The salted black olive for the Thai olive rice does not come from Italy or Thailand but China. The olives used in this dish are preserved salted black olives that are large and elongated in shape, tapering at both ends almost to a point. Even the hard seed is sharply pointed on both ends. These olives are preserved either as a sweet-and-tart dry fruit your "kah nahs" that are wrapped in paper, or as salted black olives packed in brine used for cooking.
It took me a while to figure out they were what the dry goods grocers here would refer to "kiam kah nah"', literally salted olives. This is different from the bottled olive vegetable that you find on the shelves of supermarkets.
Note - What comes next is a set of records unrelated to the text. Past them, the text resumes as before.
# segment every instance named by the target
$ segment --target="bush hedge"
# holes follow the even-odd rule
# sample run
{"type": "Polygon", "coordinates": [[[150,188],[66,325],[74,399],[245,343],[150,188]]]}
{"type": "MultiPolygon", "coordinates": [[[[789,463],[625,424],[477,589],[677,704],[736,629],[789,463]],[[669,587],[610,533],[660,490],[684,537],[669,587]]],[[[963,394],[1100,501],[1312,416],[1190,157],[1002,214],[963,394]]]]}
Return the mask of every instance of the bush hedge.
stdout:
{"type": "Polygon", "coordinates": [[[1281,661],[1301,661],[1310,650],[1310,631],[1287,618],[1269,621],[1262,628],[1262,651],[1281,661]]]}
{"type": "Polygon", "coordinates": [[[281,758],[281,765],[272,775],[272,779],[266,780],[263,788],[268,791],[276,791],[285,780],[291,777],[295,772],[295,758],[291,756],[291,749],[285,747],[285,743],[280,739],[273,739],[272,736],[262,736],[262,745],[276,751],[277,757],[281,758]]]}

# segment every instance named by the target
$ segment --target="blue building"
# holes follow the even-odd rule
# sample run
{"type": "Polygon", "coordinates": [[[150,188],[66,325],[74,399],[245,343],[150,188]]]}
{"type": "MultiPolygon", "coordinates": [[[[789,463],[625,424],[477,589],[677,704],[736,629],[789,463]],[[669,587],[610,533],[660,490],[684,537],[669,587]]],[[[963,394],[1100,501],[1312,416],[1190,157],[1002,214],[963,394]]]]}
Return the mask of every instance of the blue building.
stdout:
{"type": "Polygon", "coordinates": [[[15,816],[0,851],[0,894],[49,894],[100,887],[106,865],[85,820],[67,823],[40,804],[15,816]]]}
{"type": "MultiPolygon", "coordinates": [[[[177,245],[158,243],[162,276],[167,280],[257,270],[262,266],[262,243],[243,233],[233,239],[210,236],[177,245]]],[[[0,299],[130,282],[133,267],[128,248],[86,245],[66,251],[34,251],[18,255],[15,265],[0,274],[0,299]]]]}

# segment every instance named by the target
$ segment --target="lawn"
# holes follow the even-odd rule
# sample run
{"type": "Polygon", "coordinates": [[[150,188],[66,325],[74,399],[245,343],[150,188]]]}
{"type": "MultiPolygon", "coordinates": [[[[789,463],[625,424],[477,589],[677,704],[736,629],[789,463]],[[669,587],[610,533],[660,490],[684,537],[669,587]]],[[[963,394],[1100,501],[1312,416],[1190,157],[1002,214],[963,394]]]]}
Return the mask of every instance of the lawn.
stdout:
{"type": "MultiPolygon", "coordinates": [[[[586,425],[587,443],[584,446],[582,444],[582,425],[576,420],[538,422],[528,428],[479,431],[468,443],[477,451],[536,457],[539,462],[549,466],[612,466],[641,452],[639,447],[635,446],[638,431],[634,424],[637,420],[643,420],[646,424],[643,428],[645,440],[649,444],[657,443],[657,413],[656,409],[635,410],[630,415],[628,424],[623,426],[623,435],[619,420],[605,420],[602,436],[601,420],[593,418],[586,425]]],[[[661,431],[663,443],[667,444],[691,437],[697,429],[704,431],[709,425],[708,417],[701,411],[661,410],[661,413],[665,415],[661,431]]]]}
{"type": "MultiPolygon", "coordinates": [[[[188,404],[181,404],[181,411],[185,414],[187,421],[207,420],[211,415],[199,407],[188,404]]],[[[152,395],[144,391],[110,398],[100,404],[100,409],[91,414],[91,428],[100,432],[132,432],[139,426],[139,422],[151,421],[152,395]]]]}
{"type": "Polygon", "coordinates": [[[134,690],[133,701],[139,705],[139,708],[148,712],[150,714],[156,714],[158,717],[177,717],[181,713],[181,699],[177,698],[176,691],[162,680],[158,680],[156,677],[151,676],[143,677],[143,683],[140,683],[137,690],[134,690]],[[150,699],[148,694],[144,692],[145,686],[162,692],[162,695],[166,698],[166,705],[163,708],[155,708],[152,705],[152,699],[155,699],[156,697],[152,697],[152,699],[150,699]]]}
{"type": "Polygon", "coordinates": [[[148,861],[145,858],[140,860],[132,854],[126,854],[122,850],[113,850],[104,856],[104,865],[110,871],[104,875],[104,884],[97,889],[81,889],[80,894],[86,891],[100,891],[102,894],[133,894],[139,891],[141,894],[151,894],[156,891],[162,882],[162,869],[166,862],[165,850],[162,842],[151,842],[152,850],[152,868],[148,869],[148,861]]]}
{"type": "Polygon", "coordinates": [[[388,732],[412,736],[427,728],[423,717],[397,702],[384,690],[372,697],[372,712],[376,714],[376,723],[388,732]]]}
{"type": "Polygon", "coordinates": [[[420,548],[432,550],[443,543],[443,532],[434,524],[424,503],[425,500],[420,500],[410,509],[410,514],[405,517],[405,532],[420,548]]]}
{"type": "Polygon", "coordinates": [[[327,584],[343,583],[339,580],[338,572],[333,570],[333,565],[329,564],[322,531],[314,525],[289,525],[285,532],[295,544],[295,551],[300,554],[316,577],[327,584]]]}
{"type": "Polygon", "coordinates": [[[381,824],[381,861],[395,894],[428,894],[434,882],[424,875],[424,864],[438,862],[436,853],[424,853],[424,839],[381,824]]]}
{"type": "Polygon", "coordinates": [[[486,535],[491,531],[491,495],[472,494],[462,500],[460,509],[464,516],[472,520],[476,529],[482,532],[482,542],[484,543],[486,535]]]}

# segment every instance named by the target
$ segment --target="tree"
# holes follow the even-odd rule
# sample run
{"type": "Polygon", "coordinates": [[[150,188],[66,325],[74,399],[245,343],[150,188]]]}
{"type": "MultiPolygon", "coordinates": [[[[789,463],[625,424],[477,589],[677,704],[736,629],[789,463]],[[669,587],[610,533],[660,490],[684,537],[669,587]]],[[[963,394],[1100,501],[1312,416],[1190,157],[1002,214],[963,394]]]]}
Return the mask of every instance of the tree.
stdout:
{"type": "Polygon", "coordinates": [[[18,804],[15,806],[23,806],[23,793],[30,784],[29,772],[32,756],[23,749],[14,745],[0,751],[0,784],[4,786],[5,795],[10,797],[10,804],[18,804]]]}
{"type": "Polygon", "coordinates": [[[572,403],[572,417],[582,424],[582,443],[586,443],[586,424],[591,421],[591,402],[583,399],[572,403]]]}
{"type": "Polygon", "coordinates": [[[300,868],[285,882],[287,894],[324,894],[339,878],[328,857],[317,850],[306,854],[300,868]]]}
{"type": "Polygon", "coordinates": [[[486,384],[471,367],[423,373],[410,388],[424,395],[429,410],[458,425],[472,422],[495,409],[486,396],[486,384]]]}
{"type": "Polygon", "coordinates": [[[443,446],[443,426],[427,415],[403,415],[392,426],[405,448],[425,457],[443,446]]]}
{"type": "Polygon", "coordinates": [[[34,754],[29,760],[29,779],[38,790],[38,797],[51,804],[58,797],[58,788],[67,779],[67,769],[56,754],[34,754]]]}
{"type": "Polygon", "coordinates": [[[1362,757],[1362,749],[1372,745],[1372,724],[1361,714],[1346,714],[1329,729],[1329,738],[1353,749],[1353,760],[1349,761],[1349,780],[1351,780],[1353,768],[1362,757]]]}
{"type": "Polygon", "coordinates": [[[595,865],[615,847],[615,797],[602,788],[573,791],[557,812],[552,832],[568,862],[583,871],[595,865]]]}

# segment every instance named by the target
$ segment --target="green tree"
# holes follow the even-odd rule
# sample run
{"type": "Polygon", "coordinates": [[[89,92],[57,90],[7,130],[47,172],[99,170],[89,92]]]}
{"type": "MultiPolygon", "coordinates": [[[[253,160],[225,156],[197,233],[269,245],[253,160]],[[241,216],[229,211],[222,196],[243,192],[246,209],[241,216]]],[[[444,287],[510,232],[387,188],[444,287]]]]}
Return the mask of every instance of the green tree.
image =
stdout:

Kiam kah nah is only found at your mom n pop shop at the wet market.
Teochews and Hokkiens migrated into then Siam to work, trade and search for a better chance to improve their lot in life. Large numbers of them settled in South East Asia, from Thailand into Malaysia and all the way to Singapore. Among the foods they introduced was the preserved salted black olive which, like many salted foods, provided an inexpensive way to flavor a lot of rice and porridge for those yet to find their fortunes.
3 tablespoons vegetable oil
1/2 cup minced chicken meat
2-3 cloves garlic, minced
3 cups cooked rice
10-15 sprigs coriander, chopped
5 salted Chinese olives, pureed
Over medium heat, add oil to a wok. Quickly add chopped garlic and stir. Add ground minced chicken meat and pureed Chinese olives.
When the meat is cooked, add rice and stir. Gently break up small clumps of rice with the back of your spatula to coat it with the olives. Your rice will turn brownish black at this point. Taste and see if the fried rice is not too salty. If it is too salty, add more rice. Conversely you can also add more fish sauce, but I normally find the salted Chinese olives contribute more than enough salt.
Put the fried rice in a plate. Sprinkle the chopped coriander on top. Add lime pieces, cashew nuts and cucumber on the side. Add shrimps if you wish.